Good grief!

"Well over half our clients provide us their bank statements through this service."

Isn't it, at the very least, a violation of most banks' terms of service to give your password to a third party?

Edit: Ah, yes. Further down the article:

"New Zealand Bankers’ Association chief executive Roger Beaumont​ said bank terms and conditions generally include not sharing your bank account access details with anyone else."

Samuel Cavanaugh​, the owner of loan company Better.co.nz, stood by the request for customer bank passwords as “industry standard”.

NO. It's not industry standard practice and it's in breach of all banks' T&C's. 

Idiotic to say that it's normal, fair or even acceptable. 

Behodar:

 

Good grief!

 

"Well over half our clients provide us their bank statements through this service."

 

Isn't it, at the very least, a violation of most banks' terms of service to give your password to a third party?

 

Banks even tell you not to disclose passwords to them! 

I actually blame our banks in part for this practice (it does go on!).

If they provided the following:

• Ability to create read-only logins (ideally choosing which bank accounts it can see)
• (Open) APIs that 3rd parties can use that provide appropriate permissions (obviously with your permission to access your accounts)

Then this wouldn't be needed at all. Or even exist I imagine. POLi could also be abandoned by companies with a bit of thought!

nzkc:

 

I actually blame our banks in part for this practice (it does go on!).

 

If they provided the following:

 

• Ability to create read-only logins (ideally choosing which bank accounts it can see)
• (Open) APIs that 3rd parties can use that provide appropriate permissions (obviously with your permission to access your accounts)

Then this wouldn't be needed at all. Or even exist I imagine. POLi could also be abandoned by companies with a bit of thought!

 

Open Banking is supposed to address this with API's but it's a hard and expensive slog to get there for most of the banks. 

This is really, really common. A lot of mortgage brokers will have you do this. I was asked by several when I was buying this time last year.

It's appalling and shouldn't be allowed. I believe this particular service is run by one of the credit agencies, so who knows what else they do with your information once they have it.

In an amazing coincidence, just a few minutes ago I got an email at work talking about wanting to integrate POLi onto our website. For those unfamiliar, it's another 'service' where you give them your username and password.

I have a suspicion that my response may have put the cat amongst the pigeons.

Handsomedan:

 

Open Banking is supposed to address this with API's but it's a hard and expensive slog to get there for most of the banks. 

 

They've literally had years to implement something - even just a read only login. TBH: I have no sympathy for them.

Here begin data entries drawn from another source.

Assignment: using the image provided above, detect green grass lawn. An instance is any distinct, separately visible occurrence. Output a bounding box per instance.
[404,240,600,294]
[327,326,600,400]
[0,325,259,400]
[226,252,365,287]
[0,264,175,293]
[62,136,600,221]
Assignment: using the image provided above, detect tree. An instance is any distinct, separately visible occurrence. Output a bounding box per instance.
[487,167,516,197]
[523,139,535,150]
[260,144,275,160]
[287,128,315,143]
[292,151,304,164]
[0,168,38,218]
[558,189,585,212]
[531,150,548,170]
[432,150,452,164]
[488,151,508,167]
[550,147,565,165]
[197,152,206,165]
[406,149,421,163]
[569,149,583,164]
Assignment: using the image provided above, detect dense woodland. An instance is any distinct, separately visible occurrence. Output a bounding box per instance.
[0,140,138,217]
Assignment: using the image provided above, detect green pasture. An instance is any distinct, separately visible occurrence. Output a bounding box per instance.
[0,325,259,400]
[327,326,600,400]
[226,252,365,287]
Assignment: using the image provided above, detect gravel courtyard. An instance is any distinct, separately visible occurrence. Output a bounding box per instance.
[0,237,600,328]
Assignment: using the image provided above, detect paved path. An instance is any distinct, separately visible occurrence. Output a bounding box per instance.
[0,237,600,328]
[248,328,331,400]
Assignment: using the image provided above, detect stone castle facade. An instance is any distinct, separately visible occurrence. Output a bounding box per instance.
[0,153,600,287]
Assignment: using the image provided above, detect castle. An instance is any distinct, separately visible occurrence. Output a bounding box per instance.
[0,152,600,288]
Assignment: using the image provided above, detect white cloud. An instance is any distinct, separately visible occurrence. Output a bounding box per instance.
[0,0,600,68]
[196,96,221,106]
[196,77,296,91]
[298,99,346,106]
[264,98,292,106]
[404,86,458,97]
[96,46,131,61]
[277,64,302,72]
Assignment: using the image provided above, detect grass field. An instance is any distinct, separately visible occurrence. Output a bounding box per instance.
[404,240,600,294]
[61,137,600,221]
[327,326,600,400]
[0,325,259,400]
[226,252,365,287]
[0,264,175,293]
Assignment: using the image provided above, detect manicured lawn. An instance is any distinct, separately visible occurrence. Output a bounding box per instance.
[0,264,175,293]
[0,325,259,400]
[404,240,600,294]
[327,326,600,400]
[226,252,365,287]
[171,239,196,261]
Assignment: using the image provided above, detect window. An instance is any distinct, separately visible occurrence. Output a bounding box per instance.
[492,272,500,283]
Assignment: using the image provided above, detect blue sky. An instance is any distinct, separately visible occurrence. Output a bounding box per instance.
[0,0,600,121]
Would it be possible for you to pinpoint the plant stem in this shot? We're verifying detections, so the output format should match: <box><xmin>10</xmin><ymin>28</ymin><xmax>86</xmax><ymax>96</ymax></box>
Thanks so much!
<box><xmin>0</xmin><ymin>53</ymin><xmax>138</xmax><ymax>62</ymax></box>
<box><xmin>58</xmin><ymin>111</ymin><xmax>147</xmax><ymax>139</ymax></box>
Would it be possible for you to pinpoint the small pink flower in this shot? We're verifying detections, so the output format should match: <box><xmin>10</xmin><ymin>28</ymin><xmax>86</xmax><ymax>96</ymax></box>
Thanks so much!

MadEngineer: This is what our mortgage broker requested we use. They got a no. Nothing hard about downloading csv files

https://bankstatements.com.au/

A bit ambiguous, but I read it that illion/bankstatements is the agency your broker wanted you to use. I would not go there either. It all looks really nice with loads of bank logos splashed everywhere.

From their video:

"bankstatement is a user authorised service so your customer is effectively authorisation us to log in on their behalf securely to retrieve their transaction data and send it straight to their broker."

He then goes on to say it is encrypted, and all login info is deleted as soon as the process is completed. Etc etc. All nice weasel words.

Some of the issues

 

1. You are entering your bank login details into their website, which then retrieves the data from the bank account(s). There is nothing in my bank's T&C that give Illion an exception allowing this to happen.
2. They say their software is security checked etc etc, so completely trustworthy. See point 1.
3. “authorised service”. Authorised by whom? The customer? See point 1. By the bank? See point 1.
4. Illion is a credit check agency.  Nuf said.

Purple Visa (The Warehouse Money) use this site also

Handsomedan:

 

nzkc:

 

I actually blame our banks in part for this practice (it does go on!).

 

If they provided the following:

 

• Ability to create read-only logins (ideally choosing which bank accounts it can see)
• (Open) APIs that 3rd parties can use that provide appropriate permissions (obviously with your permission to access your accounts)

Then this wouldn't be needed at all. Or even exist I imagine. POLi could also be abandoned by companies with a bit of thought!

 

 

Open Banking is supposed to address this with API's but it's a hard and expensive slog to get there for most of the banks. 

 

 

 

HSBC & Barclays managed in the UK, sure they could manage it here.

michaelmurfy: Alan did the right thing here. If you enter your banking password on any third party site (POLi and Account2Account included) you’re breaching the terms of your internet banking agreement meaning your bank will not cover you for any fraud via internet banking.

Which makes me wonder where do password managers (Lastpass etc) fit in here? Technically a 3rd party site has my banking login but I feel the strong password he generated for me is more secure than anything I could dream up.